Does Delaying Appendectomy for 24 Hours Increase Complications?
Key point: Delay of appendectomy within 24 hours of presentation was not associated with increased risk of complicated appendicitis or adverse outcomes, suggesting that appendectomy can be safely performed as an urgent (rather than an emergent) procedure.
Citation: Serres SK, Cameron DB, Glass CC, Graham DA, et al. Time to appendectomy and risk of complicated appendicitis and adverse outcomes in children. JAMA Pediatr. [Epub ahead of print June 19, 2017]

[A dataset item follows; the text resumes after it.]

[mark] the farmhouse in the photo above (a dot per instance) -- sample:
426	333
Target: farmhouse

This retrospective cohort study utilized the Pediatric National Surgery Quality Improvement Program appendectomy database of 2,429 children <18 years of age who underwent appendectomy within 24 hours of presentation at 23 children’s hospitals over a 2-year period, from 2013-2014. The main exposure was time to appendectomy (TTA), which was further categorized as early and late TTA as compared with their hospital’s median TTA. The primary outcome was complicated appendicitis documented at operation. Results revealed a median TTA of 7.4 hours. Roughly one quarter (23.6%) of patients were diagnosed with complicated appendicitis. Increasing TTA was not associated with complicated appendicitis, and only one of 23 hospitals had an increased rate of complication for late TTA vs early TTA. Increase in TTA was associated with a slight increase in length of stay, but was not associated with an increase in postoperative complications.